Skip to content

Questions about The Philosophy of Money

Short answers, pulled from the story.

What is The Philosophy of Money by Georg Simmel about?

The Philosophy of Money, published in 1900, is a work of economic sociology arguing that money functions as a structuring agent that shapes how people understand the totality of life. Simmel examines how the rise of universal currency transformed incomparable value systems, including land, food, honor, and love, into a single quantifiable metric.

When was The Philosophy of Money published?

The Philosophy of Money was published in 1900. Its original German title is Philosophie des Geldes.

How does Georg Simmel define value in The Philosophy of Money?

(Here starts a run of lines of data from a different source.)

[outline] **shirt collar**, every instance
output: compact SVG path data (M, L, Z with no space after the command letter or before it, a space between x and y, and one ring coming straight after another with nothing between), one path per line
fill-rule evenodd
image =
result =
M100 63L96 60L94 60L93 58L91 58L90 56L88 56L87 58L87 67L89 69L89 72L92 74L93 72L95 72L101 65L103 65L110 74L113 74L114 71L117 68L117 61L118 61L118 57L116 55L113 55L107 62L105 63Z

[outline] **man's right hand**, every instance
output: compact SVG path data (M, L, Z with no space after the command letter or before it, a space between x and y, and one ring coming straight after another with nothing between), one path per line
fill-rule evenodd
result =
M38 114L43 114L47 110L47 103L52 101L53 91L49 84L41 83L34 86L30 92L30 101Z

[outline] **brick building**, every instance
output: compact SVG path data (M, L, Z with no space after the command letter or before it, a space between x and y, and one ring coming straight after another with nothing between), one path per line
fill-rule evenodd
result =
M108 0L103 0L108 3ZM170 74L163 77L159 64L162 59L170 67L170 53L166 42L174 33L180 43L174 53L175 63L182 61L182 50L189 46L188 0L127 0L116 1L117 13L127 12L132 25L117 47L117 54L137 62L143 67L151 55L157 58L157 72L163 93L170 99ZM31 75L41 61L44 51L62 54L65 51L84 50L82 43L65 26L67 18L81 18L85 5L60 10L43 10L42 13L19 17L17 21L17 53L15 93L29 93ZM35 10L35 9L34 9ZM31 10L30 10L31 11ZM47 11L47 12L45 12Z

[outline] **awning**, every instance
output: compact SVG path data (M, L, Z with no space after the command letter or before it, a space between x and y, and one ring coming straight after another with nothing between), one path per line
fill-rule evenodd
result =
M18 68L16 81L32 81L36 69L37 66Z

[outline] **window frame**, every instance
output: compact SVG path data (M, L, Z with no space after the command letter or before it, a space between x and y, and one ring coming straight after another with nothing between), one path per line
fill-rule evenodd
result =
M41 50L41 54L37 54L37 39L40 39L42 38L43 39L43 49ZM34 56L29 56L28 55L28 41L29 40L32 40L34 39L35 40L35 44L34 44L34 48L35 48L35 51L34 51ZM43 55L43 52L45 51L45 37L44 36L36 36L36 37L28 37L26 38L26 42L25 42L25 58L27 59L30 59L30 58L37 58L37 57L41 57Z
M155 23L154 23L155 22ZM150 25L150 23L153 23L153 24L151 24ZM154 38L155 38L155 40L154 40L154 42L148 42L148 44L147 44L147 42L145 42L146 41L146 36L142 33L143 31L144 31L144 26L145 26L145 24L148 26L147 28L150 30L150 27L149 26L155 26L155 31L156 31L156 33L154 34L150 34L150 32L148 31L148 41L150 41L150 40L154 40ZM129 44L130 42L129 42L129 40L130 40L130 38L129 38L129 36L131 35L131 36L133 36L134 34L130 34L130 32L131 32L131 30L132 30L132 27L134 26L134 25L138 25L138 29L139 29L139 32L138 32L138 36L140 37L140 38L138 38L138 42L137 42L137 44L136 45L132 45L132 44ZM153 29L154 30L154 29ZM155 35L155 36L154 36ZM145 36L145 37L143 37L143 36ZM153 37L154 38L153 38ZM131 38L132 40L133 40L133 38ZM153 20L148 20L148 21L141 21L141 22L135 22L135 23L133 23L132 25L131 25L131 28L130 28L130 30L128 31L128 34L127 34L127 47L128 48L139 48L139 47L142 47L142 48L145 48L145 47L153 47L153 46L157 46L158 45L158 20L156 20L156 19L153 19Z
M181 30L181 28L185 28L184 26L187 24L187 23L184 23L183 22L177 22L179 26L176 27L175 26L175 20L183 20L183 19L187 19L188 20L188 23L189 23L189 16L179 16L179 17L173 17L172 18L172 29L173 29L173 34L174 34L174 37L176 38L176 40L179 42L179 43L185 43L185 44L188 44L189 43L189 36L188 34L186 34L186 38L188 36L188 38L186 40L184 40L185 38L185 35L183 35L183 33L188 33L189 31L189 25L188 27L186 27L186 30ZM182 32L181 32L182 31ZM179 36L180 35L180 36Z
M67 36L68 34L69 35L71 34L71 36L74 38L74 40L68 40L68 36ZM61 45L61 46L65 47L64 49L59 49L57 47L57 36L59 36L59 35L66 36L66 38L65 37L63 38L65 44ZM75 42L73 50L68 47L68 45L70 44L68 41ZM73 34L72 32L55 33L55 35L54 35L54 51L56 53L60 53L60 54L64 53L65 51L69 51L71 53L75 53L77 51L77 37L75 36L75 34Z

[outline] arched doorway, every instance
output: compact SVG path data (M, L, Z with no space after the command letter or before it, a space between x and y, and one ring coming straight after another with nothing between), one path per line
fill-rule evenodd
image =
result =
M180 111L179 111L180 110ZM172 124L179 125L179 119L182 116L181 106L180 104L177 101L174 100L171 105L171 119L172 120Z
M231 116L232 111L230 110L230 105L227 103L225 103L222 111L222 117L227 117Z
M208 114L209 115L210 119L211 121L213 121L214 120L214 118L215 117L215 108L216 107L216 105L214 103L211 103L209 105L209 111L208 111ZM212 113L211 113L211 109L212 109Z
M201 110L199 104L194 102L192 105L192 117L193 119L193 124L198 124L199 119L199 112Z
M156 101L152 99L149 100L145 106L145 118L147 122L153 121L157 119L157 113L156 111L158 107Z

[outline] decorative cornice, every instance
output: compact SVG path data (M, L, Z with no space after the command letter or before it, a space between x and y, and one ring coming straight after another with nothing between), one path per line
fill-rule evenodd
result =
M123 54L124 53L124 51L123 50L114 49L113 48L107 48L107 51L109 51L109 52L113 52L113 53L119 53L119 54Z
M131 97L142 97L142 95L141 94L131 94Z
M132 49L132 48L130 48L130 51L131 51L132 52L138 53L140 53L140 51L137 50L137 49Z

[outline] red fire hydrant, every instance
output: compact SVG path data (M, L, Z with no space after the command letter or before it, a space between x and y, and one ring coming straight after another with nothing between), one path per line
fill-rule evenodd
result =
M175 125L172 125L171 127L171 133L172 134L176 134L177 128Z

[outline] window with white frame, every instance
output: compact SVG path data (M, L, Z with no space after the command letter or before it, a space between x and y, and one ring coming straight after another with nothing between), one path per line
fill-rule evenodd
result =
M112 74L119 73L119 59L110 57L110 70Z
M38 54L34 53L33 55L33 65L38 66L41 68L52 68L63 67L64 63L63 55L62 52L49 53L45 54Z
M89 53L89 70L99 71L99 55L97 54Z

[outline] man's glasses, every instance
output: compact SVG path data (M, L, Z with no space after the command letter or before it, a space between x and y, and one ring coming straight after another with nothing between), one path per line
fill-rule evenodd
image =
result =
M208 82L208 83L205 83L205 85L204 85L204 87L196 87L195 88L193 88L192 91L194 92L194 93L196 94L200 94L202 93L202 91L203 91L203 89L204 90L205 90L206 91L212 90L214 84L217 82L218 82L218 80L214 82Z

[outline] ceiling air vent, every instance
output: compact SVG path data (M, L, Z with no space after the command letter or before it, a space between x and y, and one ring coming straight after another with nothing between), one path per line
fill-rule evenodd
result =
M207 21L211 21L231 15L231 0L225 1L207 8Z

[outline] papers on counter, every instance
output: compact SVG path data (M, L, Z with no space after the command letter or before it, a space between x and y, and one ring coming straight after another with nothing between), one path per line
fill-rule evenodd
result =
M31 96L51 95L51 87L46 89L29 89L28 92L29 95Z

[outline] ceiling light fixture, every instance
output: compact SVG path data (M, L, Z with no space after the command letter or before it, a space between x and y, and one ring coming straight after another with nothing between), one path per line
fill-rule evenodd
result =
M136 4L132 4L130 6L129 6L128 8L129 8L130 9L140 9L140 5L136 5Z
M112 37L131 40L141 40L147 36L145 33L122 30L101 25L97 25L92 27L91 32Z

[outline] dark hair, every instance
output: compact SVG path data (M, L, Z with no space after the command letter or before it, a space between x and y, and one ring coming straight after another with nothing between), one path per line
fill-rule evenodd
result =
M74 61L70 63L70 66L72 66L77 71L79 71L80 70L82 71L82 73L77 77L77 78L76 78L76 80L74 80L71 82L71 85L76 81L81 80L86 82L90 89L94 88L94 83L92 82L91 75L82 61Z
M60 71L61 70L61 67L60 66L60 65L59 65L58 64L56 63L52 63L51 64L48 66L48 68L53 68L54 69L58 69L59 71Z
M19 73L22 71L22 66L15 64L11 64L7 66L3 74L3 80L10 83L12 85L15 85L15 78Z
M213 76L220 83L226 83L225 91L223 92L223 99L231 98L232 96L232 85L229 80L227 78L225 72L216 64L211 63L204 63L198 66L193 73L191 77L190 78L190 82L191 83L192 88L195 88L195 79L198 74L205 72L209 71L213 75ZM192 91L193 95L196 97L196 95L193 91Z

Simmel argues that people create value by making objects, separating themselves from those objects, and then trying to overcome that distance. Objects that are too easy to obtain or too far out of reach carry little value; scarcity, time, sacrifice, and difficulty are central to the calculation.

What does Simmel say about money and personal freedom?

Simmel argues that money brings about personal freedom by replacing obligations tied to specific goods or labor with a flexible monetary payment. A peasant required to pay a tax in money, rather than in wheat or cattle, is free to pursue whatever work generates the required sum. However, Simmel also cautions that freedom from a specific obligation does not automatically become freedom to pursue any particular goal, since money is empty and points the owner in no specific direction.

What is the weregild example in The Philosophy of Money?

The weregild was a monetary payment owed to a family when one of its members was killed. Simmel uses it to illustrate how personal values, in this case a human life, were directly expressed in monetary terms rather than calculated as compensation for lost income. He treats it as evidence that money can serve as a measure of personal worth, not just economic exchange.

How does The Philosophy of Money relate to Marx?

Simmel explicitly compared the progressive separation of objects from people in a money economy to Marx's theory of alienation. He also compared the role of money as the all-encompassing center of economic life to Marx's concept of commodity fetishism.